The line of eight trees is named “Apple Trace.” The word “trace” is not used too often in this context. It is a rustic descriptor, but seems appropriate for Restoration Farm and the purpose of these trees. A “trace” is defined as a visible mark, such as a footprint made or left by the passage of a person, animal or thing. It is evidence or an indication of the former presence or existence of something.
There are some intriguing heirloom varieties found at Apple Trace. Ashmeade's Kernel was first grown from a seed planted by a physician named Dr. Ashmead in Gloucester, England at the turn of the 18th century. The fruit is eaten fresh or pressed for juice. Black Oxford can be traced to a seedling planted in Paris, Maine in 1790. The fruit is used for applesauce and baked desserts. Cortland was bred in 1898 in Geneva, New York and has a pure white flesh that is good for salads. Golden Russet is believed to have come from a mid-nineteenth century New York state seedling and is considered an excellent cider apple.
Honeycrisp has a delicious crunch, and was developed in Minnesota in the 1960s. Newtown Pippin is a Long Island native, first grown as a seedling in Queens, New York and harvested in 1730. It was a favorite of George Washington and grown at Thomas Jefferson’s Monticello and works well in tarts and pies. Prairie Spy was developed in Minnesota and raised from seeds planted in 1914. It is a crisp, juicy, full-flavored eating apple. Winesap is an excellent storage apple and probably dates back to the 18th century.
Apple Trace is planted in memory of my Dad, James M. Barritt, Jr. who passed away on January 10, 2012. My Dad loved apples and ate one every day for lunch. But, he also played an important part in my involvement at Restoration Farm. My Dad and Mom first brought my brothers and me to Old Bethpage Village Restoration when we were young and we would visit often as a family – long before Restoration Farm was cultivated on the same land.
Once I became a member at the farm, we would visit together. One of my favorite photos of my parents is a picture taken at the Restoration Farm Summer Solstice potluck dinner in the field in 2010. It was a gorgeous summer afternoon and they look so happy. So my memories of my parents and my association with Restoration Farm are always entwined. It seems fitting that we plant Apple Trace to honor my Dad at a place where I still visit so frequently and where he once planted seeds of appreciation for history, the land and farming within me.

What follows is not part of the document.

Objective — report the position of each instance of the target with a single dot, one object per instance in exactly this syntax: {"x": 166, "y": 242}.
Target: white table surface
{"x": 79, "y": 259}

I am grateful to head growers Caroline Fanning and Dan Holmes who were so supportive of this planting in memory of my father, and to Glenn Aldridge who planted many of the apple trees with such care. I look forward to the years to come when Apple Trace will bear fruit and my Dad’s spirit will be celebrated with beautiful apples shared with the community of members at Restoration Farm.